We would like to report a potential bug in v5 that halts all jobs in the CryoSPARC queue before launching them to the cluster. We found that by running the v5 “cryosparcm restart scheduler" brings the queued jobs back to active.
Due to restrictions in our HPC policy, we cannot have a dedicated VM to host the CryoSPARC master. Instead, both our CryoSPARC master and workers are launched as independent batch jobs per HPC user. This setup worked perfectly for older versions; however, starting from v4.4, queued jobs started to hang indefinitely, even after the input was ready. We found previously that by running the cryosparcm restart command_core would bring the queued jobs back to active.

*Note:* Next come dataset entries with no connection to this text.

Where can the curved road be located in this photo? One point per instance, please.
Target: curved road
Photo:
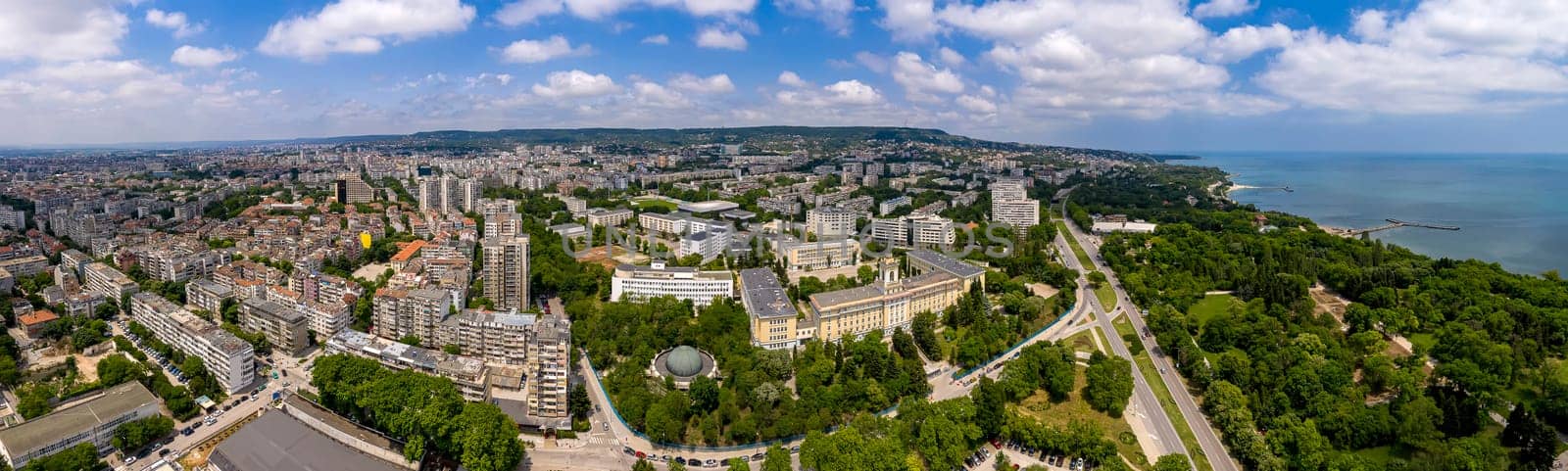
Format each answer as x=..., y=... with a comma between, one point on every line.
x=1207, y=439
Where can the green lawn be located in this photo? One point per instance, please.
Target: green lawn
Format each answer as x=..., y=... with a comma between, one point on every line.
x=1078, y=249
x=1107, y=296
x=1211, y=306
x=1423, y=340
x=1076, y=408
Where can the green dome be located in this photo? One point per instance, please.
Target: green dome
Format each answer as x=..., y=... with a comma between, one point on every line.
x=684, y=361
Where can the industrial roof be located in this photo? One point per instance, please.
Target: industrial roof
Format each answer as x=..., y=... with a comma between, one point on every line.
x=115, y=402
x=279, y=442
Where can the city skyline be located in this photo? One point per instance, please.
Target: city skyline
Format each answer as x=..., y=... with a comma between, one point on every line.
x=1139, y=75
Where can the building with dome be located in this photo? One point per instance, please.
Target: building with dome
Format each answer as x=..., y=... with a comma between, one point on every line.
x=684, y=363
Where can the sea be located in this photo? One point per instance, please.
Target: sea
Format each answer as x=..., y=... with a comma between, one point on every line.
x=1510, y=209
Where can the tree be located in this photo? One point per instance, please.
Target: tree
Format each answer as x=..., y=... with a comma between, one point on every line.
x=577, y=402
x=135, y=434
x=1173, y=462
x=776, y=459
x=1109, y=384
x=737, y=465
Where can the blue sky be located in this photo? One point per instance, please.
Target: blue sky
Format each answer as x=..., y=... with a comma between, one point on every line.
x=1462, y=75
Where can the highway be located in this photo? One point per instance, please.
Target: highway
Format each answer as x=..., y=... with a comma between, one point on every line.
x=1207, y=439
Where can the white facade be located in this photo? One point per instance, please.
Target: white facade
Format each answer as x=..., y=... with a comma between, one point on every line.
x=229, y=358
x=637, y=284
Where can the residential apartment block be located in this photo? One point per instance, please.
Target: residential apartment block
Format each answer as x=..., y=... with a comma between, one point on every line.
x=229, y=358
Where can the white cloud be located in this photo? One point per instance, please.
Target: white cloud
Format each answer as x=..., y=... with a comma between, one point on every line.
x=717, y=83
x=1246, y=41
x=203, y=57
x=847, y=93
x=527, y=11
x=60, y=30
x=921, y=80
x=789, y=78
x=174, y=21
x=720, y=38
x=836, y=15
x=909, y=19
x=1338, y=73
x=949, y=57
x=532, y=52
x=576, y=85
x=976, y=105
x=1223, y=8
x=365, y=26
x=1442, y=57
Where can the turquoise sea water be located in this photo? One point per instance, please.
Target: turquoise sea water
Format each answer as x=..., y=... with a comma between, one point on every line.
x=1512, y=209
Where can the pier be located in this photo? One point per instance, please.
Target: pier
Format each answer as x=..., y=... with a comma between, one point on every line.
x=1396, y=224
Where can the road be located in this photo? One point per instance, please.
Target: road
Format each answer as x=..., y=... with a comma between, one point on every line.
x=1207, y=439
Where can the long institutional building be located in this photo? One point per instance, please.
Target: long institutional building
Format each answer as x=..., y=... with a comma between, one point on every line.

For v5, every job now hangs in the queue, not just those waiting for unfinished input. Our workaround is a wrapper that restarts the v5 cryosparcm scheduler every 60 seconds. I’m wondering if you could look into this and possibly fix it in the code? Many thanks.
post the sbatch or srun script script and options for the CryoSPARC master.
send us the tgz file created with the command cryosparcm snaplogs
just after it is observed that
(for a master instance whose scheduler service is not automatically restarted every 60 seconds.
let us know how long after the scheduler restart jobs would begin “hanging” again
Thanks for the speedy reply. The .tgz file and the run_server.sh script that starts the master has been sent to: [redacted].
The third question “let us know how long after the scheduler restart jobs would begin “hanging” again“:
To put it simply: almost immediately. Strangely, when the master is freshly started, any job submitted into the queue can be successfully launched—until one of them is stopped, finished, or killed. After that, any jobs submitted to the queue are halted until the cryosparcm scheduler is restarted. Unlike a fresh master restart,the scheduler restart only seems to activate jobs already in the queue for a single instance; newly submitted jobs after that still get stuck. Hope that helps.
Thanks @morganyang422 for sending the information.
Resource-limiting #SBATCH options, such as --time=, --cpus-per-task= or --mem= (or their single-character equivalents) or similar limitations imposed on the slurm job might be causing some CryoSPARC master services to malfunction.
Thanks for the suggestion, but could you be more specific? The ‘stuck in queue’ problem persists regardless of how much we increase resource allocation. The CryoSPARC internal scheduler worked fine in our environment before v4.4, but now every job gets stuck after upgrading to v5. It seems like something changed in your code that is not compatible with the cluster environment.
We understand this may not be an easy fix, but we wanted to bring to your attention that this issue persists and is becoming more serious for cluster setups.
@morganyang422 What is the output of the command cat /sys/kernel/mm/transparent_hugepage/enabled
on the compute node where the CryoSPARC master slurm job is running?